Olink® Analyze Vignette

Olink DS team

2022-06-10

Olink® Analyze is an R package that provides a versatile toolbox to enable fast and easy handling of Olink® NPX data for your proteomics research. Olink® Analyze provides functions for using Olink data, including functions for importing Olink® NPX datasets exported from the NPX Manager, as well as quality control (QC) plot functions and functions for various statistical tests. This package is meant to provide a convenient pipeline for your Olink NPX data analysis.

Installation

You can install Olink® Analyze from CRAN.

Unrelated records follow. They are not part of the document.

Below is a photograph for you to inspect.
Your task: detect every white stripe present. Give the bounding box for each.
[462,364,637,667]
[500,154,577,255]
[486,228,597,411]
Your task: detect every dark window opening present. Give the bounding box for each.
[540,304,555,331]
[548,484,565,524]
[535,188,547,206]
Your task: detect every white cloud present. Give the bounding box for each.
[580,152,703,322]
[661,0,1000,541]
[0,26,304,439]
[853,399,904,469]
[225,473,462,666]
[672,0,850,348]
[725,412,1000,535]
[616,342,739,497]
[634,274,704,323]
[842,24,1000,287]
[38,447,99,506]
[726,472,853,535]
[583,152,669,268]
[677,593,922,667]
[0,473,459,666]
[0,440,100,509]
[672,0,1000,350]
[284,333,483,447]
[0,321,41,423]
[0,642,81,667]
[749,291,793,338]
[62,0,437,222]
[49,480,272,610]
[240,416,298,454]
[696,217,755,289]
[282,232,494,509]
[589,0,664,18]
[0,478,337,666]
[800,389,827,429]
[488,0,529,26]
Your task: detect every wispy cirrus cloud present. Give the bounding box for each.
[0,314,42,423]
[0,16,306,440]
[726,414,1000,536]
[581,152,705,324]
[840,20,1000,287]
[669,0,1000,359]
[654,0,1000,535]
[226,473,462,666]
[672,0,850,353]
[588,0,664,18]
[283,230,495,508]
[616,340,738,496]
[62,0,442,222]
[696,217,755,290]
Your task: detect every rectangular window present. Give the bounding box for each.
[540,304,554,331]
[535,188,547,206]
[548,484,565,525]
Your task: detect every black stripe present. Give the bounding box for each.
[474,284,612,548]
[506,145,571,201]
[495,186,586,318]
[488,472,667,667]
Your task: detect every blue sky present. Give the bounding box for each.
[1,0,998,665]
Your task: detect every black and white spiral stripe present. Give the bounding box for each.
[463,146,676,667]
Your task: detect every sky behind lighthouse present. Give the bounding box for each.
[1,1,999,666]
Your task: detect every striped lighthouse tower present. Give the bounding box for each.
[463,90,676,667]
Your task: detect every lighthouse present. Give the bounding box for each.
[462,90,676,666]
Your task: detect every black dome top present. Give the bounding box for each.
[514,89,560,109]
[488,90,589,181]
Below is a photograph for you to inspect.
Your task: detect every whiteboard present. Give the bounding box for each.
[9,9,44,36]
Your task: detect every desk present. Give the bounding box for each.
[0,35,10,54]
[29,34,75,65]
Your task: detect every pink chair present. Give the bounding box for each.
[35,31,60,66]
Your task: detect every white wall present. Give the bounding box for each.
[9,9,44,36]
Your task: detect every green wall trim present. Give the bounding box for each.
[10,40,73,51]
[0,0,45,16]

install.packages("OlinkAnalyze")

List of functions

Preprocessing

Statistical analysis

Visualization

Sample datasets

Usage

Load the library

# Load OlinkAnalyze
library(OlinkAnalyze)

# Load other libraries used in Vignette
library(dplyr)
library(ggplot2)
library(stringr)

Preprocessing

Read NPX data (read_NPX)

The read_NPX function imports an NPX file of wide format that has been exported from Olink® NPX Manager and converts the data into the (preferred by R) long format. The wide format is the most common way Olink® delivers data for Olink® Target 96, however, for data analysis a long format is preferred. No prior alterations to the output of the NPX Manager should be made for this function to work as expected.

Function arguments

  • filename: Path to the NPX Manager output file.
data <- read_NPX("~/NPX_file_location.xlsx")

Function output

A tibble in long format containing:

  • SampleID: Sample names or IDs.
  • Index: Unique number for each SampleID. It is used to make up for non unique sample IDs.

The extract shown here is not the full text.